In other words, the company's revenue has risen 12% YoY, but its FCF has surged by 214%, and its FCF margin has soared by 181% (i.e., 25.75%/9.15%-1 = 1.81x).
This bodes well for the company's outlook going forward. For example, over the last 12 months (LTM) its FCF was $72.764 billion, representing just 20.7% of its $350 billion in sales.
Forecasting Free Cash Flow
Analysts now project that Alphabet's 2025 revenue will hit $390.03 billion and 2026 will have $432.03 billion in revenue. That implies that over the next 12 months (NTM) its run rate revenue will be $411 billion. That is 17.4% higher than last year's $350 billion in sales.
Therefore, if the company can maintain a 25% FCF margin over the NTM period, FCF could rise by over 41%:
$411 billion NTM revenue x 0.25 = $102.75 billion FCF
$102.75 billion / $72.76 billion LTM FCF = 1.412 = +41.2%
In fact, even using just a 23% FCF margin, slightly higher than last year's 20% FCF level, its FCF would be $94.53 billion, or +29.9% higher than in 2024.
That could push GOOGL stock higher over the next year.
Target Price for GOOG Stock
For example, let's assume the market gives the stock a 3.0% FCF yield valuation.
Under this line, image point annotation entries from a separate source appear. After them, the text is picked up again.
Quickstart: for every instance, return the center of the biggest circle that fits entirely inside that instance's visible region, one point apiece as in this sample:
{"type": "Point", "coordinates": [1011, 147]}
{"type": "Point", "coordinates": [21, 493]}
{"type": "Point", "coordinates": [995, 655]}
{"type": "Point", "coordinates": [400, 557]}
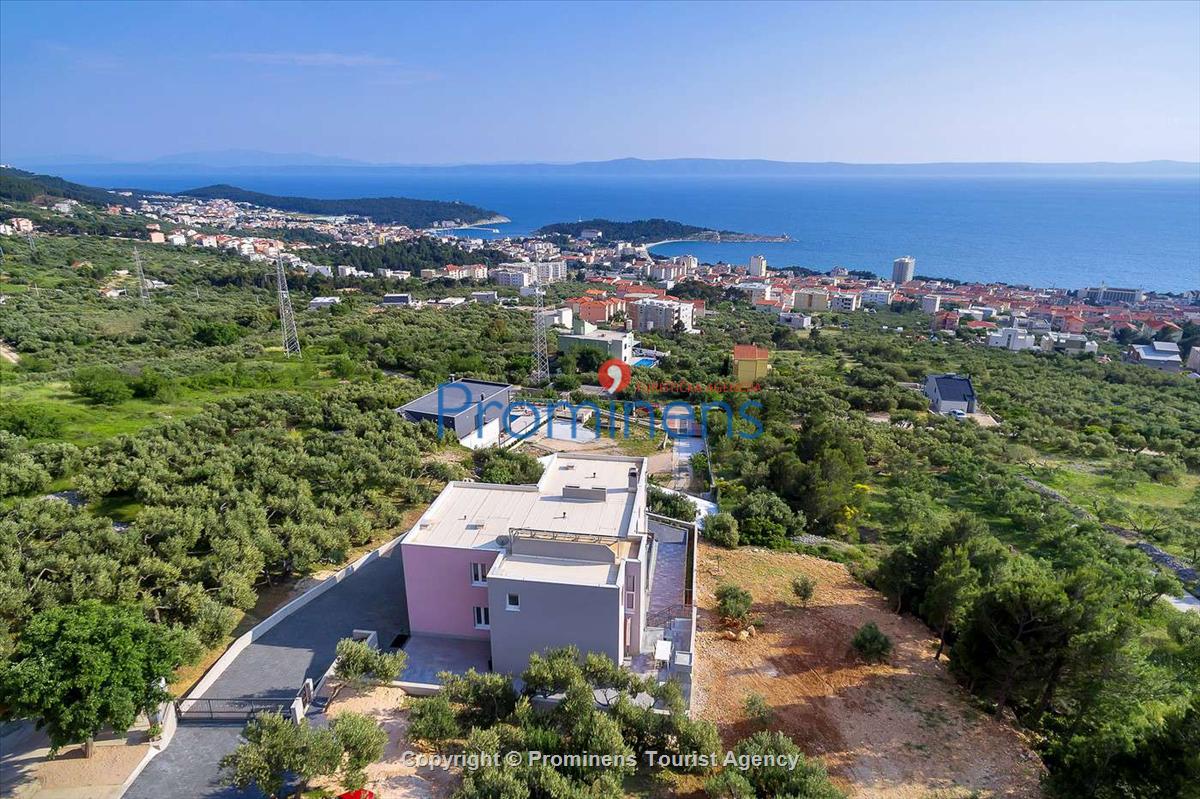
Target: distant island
{"type": "Point", "coordinates": [27, 186]}
{"type": "Point", "coordinates": [23, 186]}
{"type": "Point", "coordinates": [384, 210]}
{"type": "Point", "coordinates": [648, 232]}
That implies that the dividend yield would be 3.0% if the company would pay out 100% of its FCF.
So, to calculate the target price, we divide the forecast FCF over the NTM period by 3.0%:
$94.5 billion / 0.03 = $3,151 billion (i.e., $3.15 trillion)
That represents a 35% rise in value over today's market cap:
$3,151b / $2,340 b -1 =1.3466 - 1 = +34.66%
In other words, GOOGL stock is worth 34.66% more:
$189 x 1.3466 = $254.51 target price
That is slightly higher than where other analysts have their price targets. For example, Yahoo! Finance shows that 63 analysts have an average price target of $215.18 per share. Similarly, Barchart shows a mean price target of $218.23, with a high of $240.00.
In addition, AnaChart.com, which tracks recent analyst recommendations, shows an average of $231.21 per share. That is close to my price target and represents an upside of +22.3% from today.
So, this shows that there is still significant upside potential in GOOGL stock. That could be why investors are buying large tranches of near-term call options in GOOGL and GOOG stock.